Three experiments were conducted to evaluate the impact of centrifugation on cooled and frozen preservation of equine semen. A standard centrifugation protocol (600 × g for 10 min = CP1) was compared to four protocols with increasing g-force and decreased time period (600 × g, 1200 × g, 1800 × g and 2400 × g for 5 min for CP2, 3, 4, and 5, respectively) and to an uncentrifuged negative control. In experiment 1, the influence of the different CPs on sperm loss was evaluated by calculating the total number of sperm cells in 90% of the supernatant.

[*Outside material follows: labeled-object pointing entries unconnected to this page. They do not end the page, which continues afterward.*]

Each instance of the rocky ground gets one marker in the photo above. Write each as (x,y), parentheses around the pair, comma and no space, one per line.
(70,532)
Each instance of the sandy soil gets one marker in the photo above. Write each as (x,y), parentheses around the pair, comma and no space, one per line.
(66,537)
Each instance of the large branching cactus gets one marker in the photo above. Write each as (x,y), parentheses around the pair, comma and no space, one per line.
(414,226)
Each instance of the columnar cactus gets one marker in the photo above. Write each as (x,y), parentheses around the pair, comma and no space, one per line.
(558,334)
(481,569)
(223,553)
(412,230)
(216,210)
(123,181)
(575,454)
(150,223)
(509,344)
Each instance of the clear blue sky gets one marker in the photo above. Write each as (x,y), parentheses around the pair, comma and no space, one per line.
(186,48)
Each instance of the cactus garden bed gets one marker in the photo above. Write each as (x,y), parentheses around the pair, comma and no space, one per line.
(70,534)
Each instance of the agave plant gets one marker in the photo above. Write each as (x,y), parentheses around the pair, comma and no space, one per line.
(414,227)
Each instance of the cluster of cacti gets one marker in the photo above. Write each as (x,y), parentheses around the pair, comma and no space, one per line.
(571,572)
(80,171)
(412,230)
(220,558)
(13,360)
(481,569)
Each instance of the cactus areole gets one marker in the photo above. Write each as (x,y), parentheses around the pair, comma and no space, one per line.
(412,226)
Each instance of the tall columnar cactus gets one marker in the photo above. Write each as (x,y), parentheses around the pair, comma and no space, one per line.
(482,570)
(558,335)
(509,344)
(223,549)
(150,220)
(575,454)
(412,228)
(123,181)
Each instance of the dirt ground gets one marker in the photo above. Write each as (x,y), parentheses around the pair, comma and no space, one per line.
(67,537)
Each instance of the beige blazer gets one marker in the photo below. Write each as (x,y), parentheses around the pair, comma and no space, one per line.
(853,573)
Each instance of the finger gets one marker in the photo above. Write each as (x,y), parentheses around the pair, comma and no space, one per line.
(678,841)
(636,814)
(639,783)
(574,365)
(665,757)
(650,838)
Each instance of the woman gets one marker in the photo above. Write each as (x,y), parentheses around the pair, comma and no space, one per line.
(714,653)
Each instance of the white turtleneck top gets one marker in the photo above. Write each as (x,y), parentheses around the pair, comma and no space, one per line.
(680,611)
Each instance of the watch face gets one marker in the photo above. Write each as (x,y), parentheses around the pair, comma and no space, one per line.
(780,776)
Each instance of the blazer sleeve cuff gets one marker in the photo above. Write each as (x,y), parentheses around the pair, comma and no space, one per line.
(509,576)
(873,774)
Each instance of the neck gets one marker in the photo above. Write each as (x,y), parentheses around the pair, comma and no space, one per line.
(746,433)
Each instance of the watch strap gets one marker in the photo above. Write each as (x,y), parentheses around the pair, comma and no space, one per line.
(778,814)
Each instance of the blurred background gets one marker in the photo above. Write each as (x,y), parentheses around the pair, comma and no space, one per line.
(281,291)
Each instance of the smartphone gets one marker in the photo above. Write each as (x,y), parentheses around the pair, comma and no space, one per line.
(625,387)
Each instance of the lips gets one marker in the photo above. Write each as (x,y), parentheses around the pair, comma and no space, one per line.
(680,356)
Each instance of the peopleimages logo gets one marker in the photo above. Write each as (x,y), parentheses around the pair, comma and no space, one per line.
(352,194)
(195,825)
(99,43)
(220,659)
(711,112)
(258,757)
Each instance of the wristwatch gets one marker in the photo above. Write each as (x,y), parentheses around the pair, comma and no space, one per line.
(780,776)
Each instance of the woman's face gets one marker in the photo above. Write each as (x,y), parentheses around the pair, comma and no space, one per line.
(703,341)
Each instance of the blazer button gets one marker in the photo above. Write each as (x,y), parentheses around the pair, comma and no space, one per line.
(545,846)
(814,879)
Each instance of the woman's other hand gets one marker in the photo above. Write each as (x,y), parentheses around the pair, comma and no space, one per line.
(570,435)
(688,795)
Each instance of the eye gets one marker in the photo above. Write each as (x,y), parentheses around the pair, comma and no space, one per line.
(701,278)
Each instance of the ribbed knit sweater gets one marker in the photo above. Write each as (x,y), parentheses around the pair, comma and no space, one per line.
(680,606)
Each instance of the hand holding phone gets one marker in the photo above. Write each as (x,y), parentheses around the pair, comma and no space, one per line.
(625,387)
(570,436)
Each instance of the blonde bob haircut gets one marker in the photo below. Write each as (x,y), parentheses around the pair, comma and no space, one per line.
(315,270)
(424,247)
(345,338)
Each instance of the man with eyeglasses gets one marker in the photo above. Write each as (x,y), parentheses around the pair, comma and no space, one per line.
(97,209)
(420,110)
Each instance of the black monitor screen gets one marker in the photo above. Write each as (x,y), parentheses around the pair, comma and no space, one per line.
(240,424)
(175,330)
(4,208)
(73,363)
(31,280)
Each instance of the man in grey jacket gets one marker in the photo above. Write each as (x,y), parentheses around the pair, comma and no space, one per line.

Moreover, the effect on semen quality following centrifugation was assessed by monitoring several sperm parameters (membrane integrity using SYBR14-PI, acrosomal status using PSA-FITC, percentage total motility (TM), percentage progressive motility (PM) and beat cross frequency (BCF) obtained with computer assisted sperm analysis (CASA)) immediately after centrifugation and daily during chilled storage for 3 d. The use of CP1 resulted in a sperm loss of 22%. Increasing the centrifugation force to 1800 × g and 2400 × g for 5 min led to significantly lower sperm losses (7.4% and 2.1%, respectively; P < 0.05). Compared to the uncentrifuged samples, centrifugation of semen resulted in a better sperm quality after chilled storage. There were minimal differences between the CPs although total motility was lower for CP2 than for the other treatments (P < 0.005). In experiment 2, the centrifuged samples were cryopreserved using a standard freezing protocol and analyzed immediately upon thawing. Samples centrifuged according to CP2 resulted in a higher BCF (P < 0.005), whereas CP3 and CP5 yielded a lower BCF (P < 0.05) when compared to CP1. There were no post thaw differences between CP1 and CP4. In experiment 3, DNA integrity of the different samples was analyzed using TUNEL. Although DNA integrity decreased over time, CP had no impact. In conclusion, the loss of sperm cells in the supernatant after centrifugation can be substantially reduced by increasing the g-force up to 1800 × g or 2400 × g for a shorter period of time (5 min) compared to the standard protocol without apparent changes in semen quality, resulting in a considerable increase in the number of insemination doses per ejaculate.